Guia completo sobre as funções de Chief Sustainability Officer (CSO)

Guia completo sobre as funções de Chief Sustainability Officer (CSO)

13 de janeiro de 2026

O chief sustainability officer tornou-se uma das adições mais influentes ao C-suite nos últimos anos. O que começou como uma função de responsabilidade social corporativa de nicho transformou-se numa exigência estratégica que alcança todas as áreas da empresa moderna. Pesquisas da Harvard Business Review confirmam essa mudança, mostrando como as funções de CSO evoluíram da gestão de relações públicas para a condução da resiliência do negócio e da criação de valor no longo prazo.

Essa transformação reflete uma realidade clara: sustentabilidade deixou de ser opcional. As empresas enfrentam pressão crescente de reguladores, investidores, clientes e colaboradores para demonstrar responsabilidade ambiental e social genuína. Para profissionais que miram esse caminho, entender todo o alcance da posição de CSO é crucial. Plataformas como a CSR Jobs já listam centenas de vagas dedicadas a liderança em sustentabilidade, sinal de uma demanda sólida por executivos capazes de ligar gestão ambiental e sucesso comercial.

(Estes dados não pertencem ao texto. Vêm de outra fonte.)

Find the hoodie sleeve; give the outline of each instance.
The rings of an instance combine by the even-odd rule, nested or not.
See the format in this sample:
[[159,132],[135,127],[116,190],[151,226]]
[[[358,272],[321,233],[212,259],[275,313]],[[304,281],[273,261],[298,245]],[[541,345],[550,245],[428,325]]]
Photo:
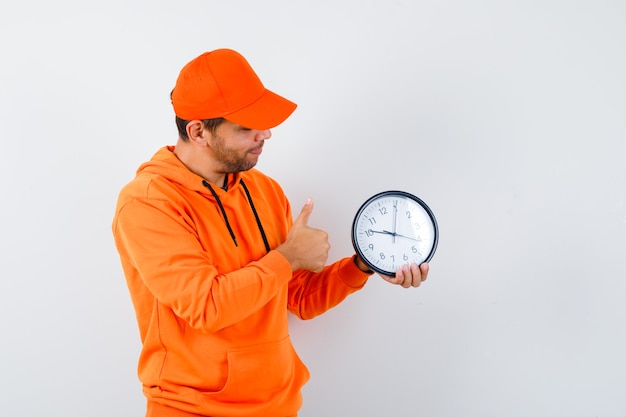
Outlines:
[[318,273],[294,271],[289,282],[289,311],[303,320],[312,319],[363,288],[370,275],[356,266],[354,256],[328,265]]
[[[289,263],[276,251],[218,274],[193,228],[167,200],[126,202],[113,232],[129,286],[145,286],[152,300],[199,330],[215,332],[245,319],[291,278]],[[140,301],[150,308],[149,298]]]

O que define um Chief Sustainability Officer

Um chief sustainability officer é um executivo sênior que desenvolve, implementa e supervisiona a estratégia de sustentabilidade de toda a organização. Isso significa reduzir o impacto ambiental, garantir conformidade regulatória e incorporar práticas sustentáveis em todas as operações do negócio. A posição fica na interseção entre estratégia, operações, finanças e engajamento de stakeholders.

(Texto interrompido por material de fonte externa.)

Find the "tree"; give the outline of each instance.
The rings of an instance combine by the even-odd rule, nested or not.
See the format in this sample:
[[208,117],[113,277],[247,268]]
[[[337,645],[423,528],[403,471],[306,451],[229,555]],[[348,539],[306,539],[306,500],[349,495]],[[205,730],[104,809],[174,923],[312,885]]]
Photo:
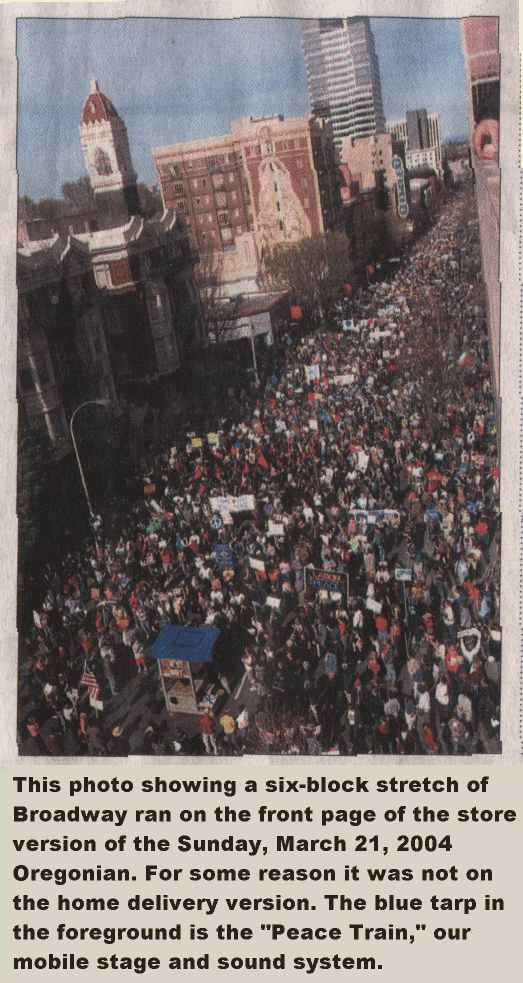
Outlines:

O CSO moderno trabalha lado a lado com CEO, CFO e conselho de administração para alinhar metas de sustentabilidade aos objetivos do negócio. Isso exige traduzir métricas ESG complexas para uma linguagem que faça sentido tanto nas salas do conselho quanto nos mercados financeiros. A função pede pensamento visionário e execução tática, equilibrando metas climáticas de longo prazo com pressões trimestrais de negócio.

A evolução foi rápida. Há apenas uma década, a maioria das empresas não tinha um executivo dedicado à sustentabilidade. Hoje, 48% das maiores empresas da América do Norte nomearam um CSO ou equivalente, segundo estudos recentes do IMD. Essa mudança reconhece que riscos de sustentabilidade, como mudança climática, interrupções na cadeia de suprimentos e escassez de recursos, afetam diretamente o desempenho financeiro e a posição competitiva.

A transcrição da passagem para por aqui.